Il prete prese tempo e poi rispose “sa ognuno può vedere ciò che vuole e credere in ciò che vuole, per me e per i portatori quella che lei chiama una colonna di calcestruzzo è una statua di San Calogero e penso che la difenderemo con i denti, nonostante lei dia l’ordine di abbatterla.
La folla continuava a urlare e la situazione si faceva sempre più tesa, ad aggravarla fu l’arrivo del procuratore dr. Bressan.
Il magistrato si avvicinò a Di Falco e gli chiese: “A che punto siamo con la demolizione, la legge va rispettata ispettore Di Falco e lei ancora tentenna.”

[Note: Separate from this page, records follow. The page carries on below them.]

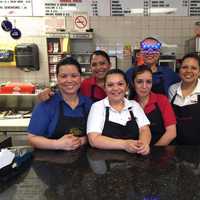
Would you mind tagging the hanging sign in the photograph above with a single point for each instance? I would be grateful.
(81, 21)
(16, 8)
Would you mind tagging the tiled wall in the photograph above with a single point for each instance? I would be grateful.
(110, 33)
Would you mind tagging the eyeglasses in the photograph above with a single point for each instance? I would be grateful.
(140, 82)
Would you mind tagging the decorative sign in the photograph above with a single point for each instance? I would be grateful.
(15, 8)
(81, 21)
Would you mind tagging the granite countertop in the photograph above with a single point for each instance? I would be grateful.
(168, 173)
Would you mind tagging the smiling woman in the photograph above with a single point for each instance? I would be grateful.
(185, 98)
(117, 123)
(60, 123)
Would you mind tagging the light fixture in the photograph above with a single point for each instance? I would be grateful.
(154, 10)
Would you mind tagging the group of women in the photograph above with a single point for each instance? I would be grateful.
(113, 121)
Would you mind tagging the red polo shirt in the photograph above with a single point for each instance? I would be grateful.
(164, 106)
(86, 88)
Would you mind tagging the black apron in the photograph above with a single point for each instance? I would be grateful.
(66, 123)
(158, 85)
(118, 131)
(188, 123)
(157, 124)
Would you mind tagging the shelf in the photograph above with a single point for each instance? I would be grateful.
(81, 53)
(58, 53)
(84, 63)
(53, 63)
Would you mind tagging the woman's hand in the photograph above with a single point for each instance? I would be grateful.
(131, 146)
(136, 146)
(45, 94)
(68, 142)
(143, 148)
(84, 140)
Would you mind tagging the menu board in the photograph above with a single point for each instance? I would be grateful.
(16, 8)
(98, 7)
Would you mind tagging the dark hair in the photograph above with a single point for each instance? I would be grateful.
(191, 55)
(116, 71)
(100, 53)
(140, 70)
(68, 61)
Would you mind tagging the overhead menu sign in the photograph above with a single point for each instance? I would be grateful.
(16, 8)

A Di Falco, in quel momento gli sembrava di impazzire, sapeva che con una carica di alleggerimento e con lo sparo di qualche lacrimogeno avrebbe disperso i manifestanti, che fondamentalmente erano padri di famiglia che reclamavano solo di non vedere abbattute le loro case. Nel suo intimo, era consapevole che quella statua di sette metri, anche se di calcestruzzo, rappresentava San Calogero e non se la sentiva di vederla abbattuta, ancora peggio se doveva essere lui a dare l’ordine di farlo. Del resto, le statue che erano dentro le chiese, erano fatte di marmo o di legno, ma aldilà del materiale di cui erano fatte per i fedeli avevano un valore mistico divinatorio, anche se per logica erano solo oggetti materiali. Questa volta un senso di sconforto e di insicurezza lo assalì.
Di solito, nelle questioni di lavoro l’Ispettore Di Falco aveva sempre le idee chiare. Non dubitava se procedere a una perquisizione o a un arresto, se intercettare o meno il telefono di un soggetto, ma questa volta ebbe la sensazione che per lui la questione era molto più grande.
Per la prima volta desiderò che arrivasse a salvarlo o ancora meglio a prendere la decisione al posto suo il Commissario Capo Capuozza, invece era da solo con quegli enigmi amletici. Da una parte il suo ruolo di poliziotto, obbligato a rispettare la legge, dall’altra la consapevolezza di dover usare violenza contro dei soggetti male amministrati da politici solo opportunisti e poi la statua di San Calogero che non avrebbe voluto abbattere per non essere assalito da un senso sacrilego.
Stranamente mentre era in preda a questi dubbi sentì come uno strano odore di sgombro, poi percepì del limone e qualcosa di piccante che doveva essere pepe nero. Gli odori combinati, sempre più intensi, lo fecero svegliare. Si trovò davanti Ombra, che gli aveva messo sotto il naso un panino imbottito con lo sgombro sott’olio di Lampedusa.
Appena si riebbe gli urlò: “Che fai brutto testa di minchia?”
L’altro sorridendo rispose: “Capo, ti eri addormentato, ma avevi come un sogno disturbato, ti agitavi continuamente, poi ho pensato che a quest’ora potevi avere fame, sono uscito ho fatto imbottire i panini e ti ho svegliato con l’odore dello sgombro sott’olio.”
Di Falco lo guardò ed ammise: “Ho fatto un maledetto incubo, c’era una sommossa, una statua di San Calogero e una casa da abbattere.”
Ombra lo guardò con uno sguardo tenero e gli disse: “Ok, capo, non ti preoccupare il rapporto che dovevi scrivere stamattina lo ha redatto Romano e lo ha già inviato al dott. Bressan, questa mattina eri proprio stanco.”
Di Falco afferrò il suo panino e cominciò a morderlo. Fece ordine nel suo cervello e comprese che quello che aveva fatto era il classico incubo professionale, che fanno quasi tutti i poliziotti quando hanno dei periodi di insicurezza e poi si ricordò che il giorno prima aveva letto le novelle di Pirandello e quella dove lui lavorava era la terra del Kaos.